In 1944, William Faulkner wrote to Malcolm Cowley, "I'm telling the
same story over and over which is myself and the world. That's all
a writer ever does, he tells his own biography in a thousand
different terms."
With these words, Faulkner suggests that what changes in the
course of his prolific novel-writing career is not so much the
content but the style, "the thousand different terms" of his
fiction. The essays in "Faulkner and the Craft of Fiction," first
presented at the 1987 Faulkner and Yoknapatawpha Conference at the
University of Mississippi, focus on Faulkner's narrative
inventiveness, on how Faulkner, like his character Benjy in "The
Sound and the Fury," relentlessly kept "trying to say."
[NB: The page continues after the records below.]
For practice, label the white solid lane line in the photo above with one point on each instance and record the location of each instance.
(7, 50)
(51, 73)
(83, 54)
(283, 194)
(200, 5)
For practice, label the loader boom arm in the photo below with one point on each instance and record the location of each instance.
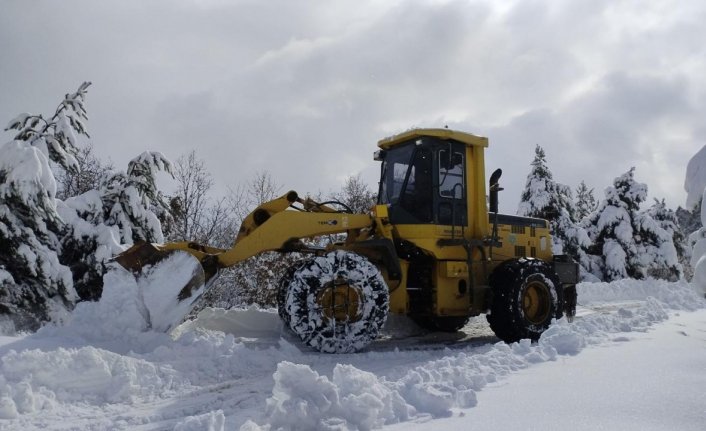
(274, 225)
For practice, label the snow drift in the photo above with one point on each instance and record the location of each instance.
(106, 369)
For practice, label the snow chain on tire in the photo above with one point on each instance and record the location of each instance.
(335, 303)
(527, 295)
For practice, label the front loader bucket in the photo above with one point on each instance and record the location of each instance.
(140, 255)
(170, 282)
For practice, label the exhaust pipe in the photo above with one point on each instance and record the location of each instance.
(493, 190)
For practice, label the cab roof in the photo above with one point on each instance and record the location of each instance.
(466, 138)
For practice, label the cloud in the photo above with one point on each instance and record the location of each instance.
(306, 90)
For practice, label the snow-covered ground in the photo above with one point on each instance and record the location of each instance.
(633, 359)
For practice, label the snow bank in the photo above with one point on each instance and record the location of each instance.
(105, 368)
(355, 399)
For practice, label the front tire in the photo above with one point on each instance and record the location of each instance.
(336, 303)
(527, 295)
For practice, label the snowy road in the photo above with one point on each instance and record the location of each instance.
(635, 358)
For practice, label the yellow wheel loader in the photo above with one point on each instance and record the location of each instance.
(434, 248)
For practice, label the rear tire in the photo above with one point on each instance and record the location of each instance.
(527, 295)
(336, 303)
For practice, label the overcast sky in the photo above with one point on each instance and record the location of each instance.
(304, 90)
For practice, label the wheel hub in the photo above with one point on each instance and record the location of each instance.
(340, 301)
(536, 302)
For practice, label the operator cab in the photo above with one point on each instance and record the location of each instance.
(423, 181)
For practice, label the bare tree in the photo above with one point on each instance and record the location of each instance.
(196, 217)
(88, 177)
(356, 195)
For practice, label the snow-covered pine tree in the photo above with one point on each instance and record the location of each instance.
(585, 202)
(668, 220)
(627, 242)
(103, 222)
(34, 286)
(546, 199)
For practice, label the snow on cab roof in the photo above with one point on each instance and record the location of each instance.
(466, 138)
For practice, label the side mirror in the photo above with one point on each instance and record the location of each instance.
(493, 189)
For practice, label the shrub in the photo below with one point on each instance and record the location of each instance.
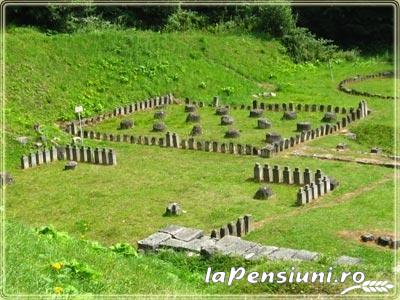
(184, 20)
(303, 46)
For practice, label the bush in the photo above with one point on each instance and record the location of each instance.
(303, 46)
(184, 20)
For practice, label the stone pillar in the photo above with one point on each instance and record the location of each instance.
(248, 223)
(276, 174)
(46, 156)
(307, 176)
(176, 140)
(24, 162)
(287, 176)
(327, 184)
(98, 156)
(39, 157)
(301, 197)
(240, 227)
(297, 177)
(267, 173)
(258, 173)
(112, 158)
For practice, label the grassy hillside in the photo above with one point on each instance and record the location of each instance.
(47, 75)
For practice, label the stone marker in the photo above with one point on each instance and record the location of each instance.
(329, 117)
(347, 260)
(263, 193)
(196, 130)
(5, 178)
(272, 137)
(173, 209)
(70, 165)
(232, 133)
(263, 124)
(303, 126)
(190, 108)
(126, 124)
(193, 117)
(367, 237)
(256, 113)
(221, 111)
(159, 115)
(289, 115)
(159, 127)
(227, 120)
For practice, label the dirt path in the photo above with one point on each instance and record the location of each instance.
(319, 204)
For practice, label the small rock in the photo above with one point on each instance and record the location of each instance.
(173, 209)
(159, 127)
(351, 136)
(126, 124)
(376, 150)
(23, 140)
(303, 126)
(159, 115)
(5, 178)
(263, 124)
(341, 146)
(193, 117)
(367, 237)
(232, 133)
(272, 137)
(289, 115)
(329, 117)
(263, 193)
(256, 113)
(221, 111)
(334, 183)
(190, 108)
(347, 260)
(384, 240)
(196, 130)
(71, 165)
(227, 120)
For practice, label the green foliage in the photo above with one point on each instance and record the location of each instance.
(303, 46)
(184, 20)
(124, 249)
(376, 135)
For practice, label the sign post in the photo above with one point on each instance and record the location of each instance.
(78, 110)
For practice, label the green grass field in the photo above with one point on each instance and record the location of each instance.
(175, 121)
(47, 75)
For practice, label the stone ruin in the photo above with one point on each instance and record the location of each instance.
(263, 193)
(193, 117)
(227, 120)
(173, 209)
(196, 130)
(256, 113)
(329, 117)
(263, 124)
(159, 127)
(289, 115)
(160, 115)
(190, 108)
(303, 126)
(221, 111)
(232, 133)
(126, 124)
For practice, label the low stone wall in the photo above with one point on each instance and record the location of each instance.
(241, 227)
(100, 156)
(314, 184)
(342, 85)
(361, 112)
(151, 103)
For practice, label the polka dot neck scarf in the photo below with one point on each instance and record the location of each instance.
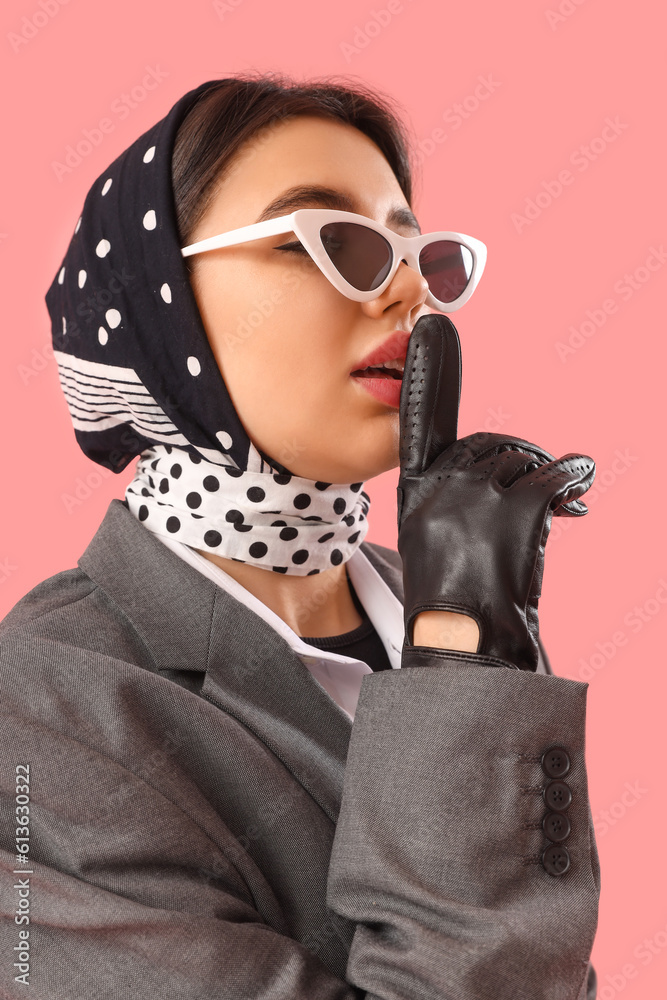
(140, 379)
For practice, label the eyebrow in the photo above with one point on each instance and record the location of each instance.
(306, 194)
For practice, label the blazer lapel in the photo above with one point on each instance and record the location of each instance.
(251, 672)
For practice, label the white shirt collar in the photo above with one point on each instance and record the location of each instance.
(339, 675)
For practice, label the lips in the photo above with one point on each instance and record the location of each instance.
(394, 348)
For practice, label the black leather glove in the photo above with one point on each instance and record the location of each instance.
(474, 514)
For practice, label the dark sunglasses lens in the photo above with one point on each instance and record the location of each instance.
(362, 256)
(447, 266)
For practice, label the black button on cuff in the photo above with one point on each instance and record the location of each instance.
(556, 860)
(557, 795)
(555, 762)
(556, 827)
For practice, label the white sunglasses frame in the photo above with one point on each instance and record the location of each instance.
(306, 223)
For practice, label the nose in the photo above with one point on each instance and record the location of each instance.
(406, 293)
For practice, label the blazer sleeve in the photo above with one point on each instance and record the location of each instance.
(124, 893)
(436, 858)
(439, 851)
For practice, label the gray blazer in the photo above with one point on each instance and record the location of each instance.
(205, 822)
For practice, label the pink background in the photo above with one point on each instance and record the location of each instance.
(556, 74)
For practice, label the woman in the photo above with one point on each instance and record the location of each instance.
(203, 819)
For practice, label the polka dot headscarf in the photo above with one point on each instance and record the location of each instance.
(140, 378)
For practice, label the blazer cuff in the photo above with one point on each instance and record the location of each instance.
(432, 656)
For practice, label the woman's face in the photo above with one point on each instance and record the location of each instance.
(284, 338)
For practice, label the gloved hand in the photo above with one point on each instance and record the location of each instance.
(474, 514)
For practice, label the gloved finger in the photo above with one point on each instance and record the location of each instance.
(574, 508)
(507, 465)
(430, 393)
(478, 448)
(565, 479)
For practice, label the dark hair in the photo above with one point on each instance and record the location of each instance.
(226, 116)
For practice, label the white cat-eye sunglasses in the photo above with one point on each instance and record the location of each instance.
(360, 257)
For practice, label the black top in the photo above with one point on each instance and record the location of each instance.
(363, 643)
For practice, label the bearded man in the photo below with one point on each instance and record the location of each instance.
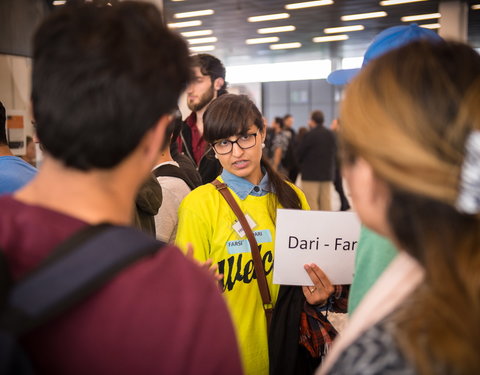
(208, 83)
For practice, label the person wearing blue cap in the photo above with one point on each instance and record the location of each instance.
(387, 40)
(411, 151)
(375, 252)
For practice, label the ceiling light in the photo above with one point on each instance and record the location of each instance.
(330, 38)
(271, 39)
(420, 17)
(188, 34)
(308, 4)
(211, 39)
(343, 29)
(286, 45)
(198, 13)
(430, 26)
(268, 17)
(202, 48)
(279, 29)
(397, 2)
(363, 16)
(177, 25)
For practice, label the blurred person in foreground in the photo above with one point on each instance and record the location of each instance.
(410, 140)
(105, 81)
(375, 252)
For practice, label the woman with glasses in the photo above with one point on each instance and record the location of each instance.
(235, 129)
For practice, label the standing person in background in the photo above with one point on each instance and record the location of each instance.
(411, 150)
(147, 203)
(175, 183)
(338, 180)
(160, 314)
(316, 155)
(375, 252)
(235, 129)
(14, 172)
(279, 146)
(208, 83)
(290, 158)
(30, 152)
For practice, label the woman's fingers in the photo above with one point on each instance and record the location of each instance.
(322, 287)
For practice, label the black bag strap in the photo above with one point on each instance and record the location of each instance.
(257, 259)
(173, 171)
(78, 267)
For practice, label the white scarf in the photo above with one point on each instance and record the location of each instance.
(396, 283)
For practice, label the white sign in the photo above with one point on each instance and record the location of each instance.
(328, 239)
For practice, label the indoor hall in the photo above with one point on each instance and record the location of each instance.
(279, 60)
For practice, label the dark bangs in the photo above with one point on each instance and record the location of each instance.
(230, 115)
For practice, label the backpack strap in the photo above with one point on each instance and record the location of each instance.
(78, 267)
(173, 171)
(257, 259)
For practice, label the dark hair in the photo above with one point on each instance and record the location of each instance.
(279, 121)
(211, 66)
(231, 115)
(3, 125)
(173, 130)
(102, 77)
(317, 117)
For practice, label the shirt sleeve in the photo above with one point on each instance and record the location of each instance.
(193, 228)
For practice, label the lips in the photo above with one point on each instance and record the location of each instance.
(240, 164)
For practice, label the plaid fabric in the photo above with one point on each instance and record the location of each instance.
(316, 331)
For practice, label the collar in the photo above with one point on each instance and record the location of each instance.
(244, 188)
(170, 162)
(191, 120)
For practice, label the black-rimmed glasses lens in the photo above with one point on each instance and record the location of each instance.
(225, 146)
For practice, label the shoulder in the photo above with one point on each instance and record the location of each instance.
(202, 196)
(375, 352)
(16, 163)
(300, 194)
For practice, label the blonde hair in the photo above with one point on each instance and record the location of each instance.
(408, 115)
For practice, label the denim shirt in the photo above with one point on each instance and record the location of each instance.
(243, 188)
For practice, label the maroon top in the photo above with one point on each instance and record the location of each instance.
(161, 315)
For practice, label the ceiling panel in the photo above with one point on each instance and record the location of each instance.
(230, 26)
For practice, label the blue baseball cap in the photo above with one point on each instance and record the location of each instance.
(388, 39)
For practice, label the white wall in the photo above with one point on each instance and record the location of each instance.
(15, 72)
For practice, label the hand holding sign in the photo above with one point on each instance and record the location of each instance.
(328, 239)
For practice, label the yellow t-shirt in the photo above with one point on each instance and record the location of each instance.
(208, 223)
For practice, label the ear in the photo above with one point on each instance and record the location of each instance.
(218, 83)
(370, 195)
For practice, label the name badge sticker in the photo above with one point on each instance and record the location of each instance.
(237, 226)
(238, 246)
(263, 236)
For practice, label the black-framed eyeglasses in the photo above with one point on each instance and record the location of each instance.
(225, 146)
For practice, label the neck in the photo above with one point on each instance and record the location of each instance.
(199, 122)
(94, 196)
(5, 150)
(164, 156)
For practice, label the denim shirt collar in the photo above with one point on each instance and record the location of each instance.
(243, 188)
The contributors, authorities on Faulkner's narrative, offer a
wide variety of critical approaches to Faulkner's fiction-writing
process. Cleanth Brooks, for example, applies the strategies of New
Criticism to Faulkner's rendering of the heroic and pastoral modes;
Judith L. Sensibar attempts to locate biographical sources for
repeated Faulknerian paradigms; and Philip M. Weinstein draws on
the theories of the Marxist Althusser and the French psychoanalyst
Lacan. The topics examined are similarly wide-ranging.